Articolo a cura di Sara Raia
Infamous Offspring è un universo altro tessuto da Wim Vandekeybus che incanta il Teatro Bellini di Napoli sin dai primi silenziosi istanti, rotti da una figura minuta che si dimena con movimenti animaleschi e acrobatici. Efesto presenta sé stesso dirigendosi verso la tela che attende il compimento dei suoi disegni. Mentre agisce indisturbato dando vita alla propria opera, gli altri personaggi appaiono sulla scena. Come ghepardi, i performer si muovono velocemente, formando spirali corporee con rotoli, slanci, salti e giri. I corpi sono accovacciati a terra, poi si spostano tramite ruote, verticali, incessanti corse dalle traiettorie concentriche. La frenesia dei corpi si placa d’improvviso: la tela brucia.
La platea è pervasa dall’odore della carta incenerita, mentre sulla scena si delinea un quadro dinamico che unisce passato e presente mediante il sapiente lavoro compiuto dalla compagnia Ultima Vez.
I diversi pannelli presenti in palcoscenico divengono manifestazione del teatro nel teatro. Quello più grande, posto in basso, proietta Tiresia intenta a governare gli dèi, l’altra proiezione, come in un film 3D, rende visibili Zeus ed Era, che discutono sulla sorte dei figli. Emerge, dunque, un laborioso andamento caratterizzato dall’alternanza di media artistici. Il senso è già tutto qui: una spettacolarità in evoluzione costante dà prova di un’opera d’arte totale. Un dialogo interculturale e transmediale: un cast di artisti di diversa origine e provenienza mette in scena un messaggio secolare in una chiave nuova e interdisciplinare.

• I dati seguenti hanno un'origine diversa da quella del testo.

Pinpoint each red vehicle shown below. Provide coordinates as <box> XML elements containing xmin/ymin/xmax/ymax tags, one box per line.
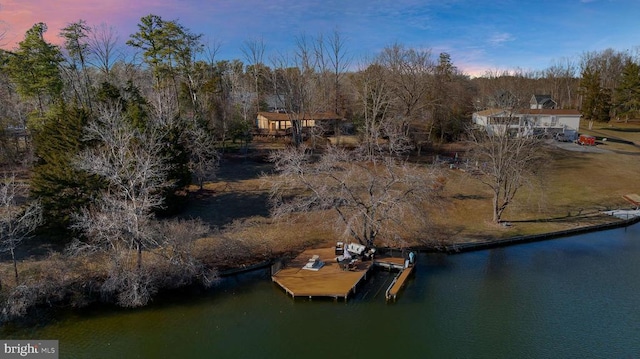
<box><xmin>578</xmin><ymin>135</ymin><xmax>596</xmax><ymax>146</ymax></box>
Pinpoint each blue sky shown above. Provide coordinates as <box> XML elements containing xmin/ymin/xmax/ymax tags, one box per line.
<box><xmin>0</xmin><ymin>0</ymin><xmax>640</xmax><ymax>75</ymax></box>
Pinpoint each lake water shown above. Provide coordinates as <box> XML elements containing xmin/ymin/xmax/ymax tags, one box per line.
<box><xmin>0</xmin><ymin>225</ymin><xmax>640</xmax><ymax>359</ymax></box>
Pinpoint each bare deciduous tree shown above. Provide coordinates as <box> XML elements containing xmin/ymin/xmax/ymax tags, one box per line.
<box><xmin>270</xmin><ymin>146</ymin><xmax>444</xmax><ymax>246</ymax></box>
<box><xmin>469</xmin><ymin>116</ymin><xmax>545</xmax><ymax>223</ymax></box>
<box><xmin>74</xmin><ymin>107</ymin><xmax>171</xmax><ymax>306</ymax></box>
<box><xmin>0</xmin><ymin>175</ymin><xmax>42</xmax><ymax>285</ymax></box>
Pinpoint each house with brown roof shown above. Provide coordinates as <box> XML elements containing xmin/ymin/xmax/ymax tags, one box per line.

Il regista e coreografo sceglie di prelevare dalla classicità quindici personaggi mitologici, cuciti ad hoc su ciascun interprete per conferire loro una forma nuova e originale. Ares, Afrodite, Apollo, Artemide, Callisto, Ebe, Psiche, Amore, Ermes, Dionisio, Atena, oltre ai già citati Tiresia, Efesto, Era e Zeus, ognuno raccontato attraverso il disegno, la danza, la recitazione.
Si susseguono momenti violenti, erotici, passionali, energici: l’ira degli dèi di cui scrivono in primis i nostri autori classici, è rappresentata da un vorticoso ensemble di performer. Si assiste alla lotta tra gli dèi, alla volontà di supremazia, al dolore, al desiderio di vendetta e all’amore più disperato. Sono molti i momenti che colpiscono ma, più di tutto, ciò che ipnotizza è il corpus del progetto. Con un ottimo groove, ognuno alterna il floorwork ai momenti di contact e ai soli, rompendo la quarta parete e richiamando l’attenzione degli spettatori. Al grido di “all change” e “a revolution”, i personaggi rendono manifesta la furia dell’Olimpo con enveloppés, grand battements e movimenti sempre più decisi. I performer manifestano un’energia singolare e ogni figura danza al ritmo del non abbiamo più speranza, quando il cerchio visibile sulla proiezione si restringe sempre di più per aprirsi sulla scena tramite il gruppo che si espande esplodendo in movimenti nervosi, scattosi, scomposti. Le scelte musicali sono colonne portanti dell’intera performance, quando le mani battono al suolo il corpo diviene strumento emotivo e conoscitivo. La si potrebbe definire una sfida, quella di mettere in scena la mitologia greca in uno spettacolo multidisciplinare di 110 minuti: e se così fosse, vale la pena notare l’esito positivo rappresentato da Infamous Offspring. Il lavoro di Ultima Vez dà prova di una minuziosa conoscenza della tradizione classica e della capacità di non fermarsi a una semplice rappresentazione ma di mettere in scena uno sforzo ermeneutico congiunto per sviluppare una pièce intermediale.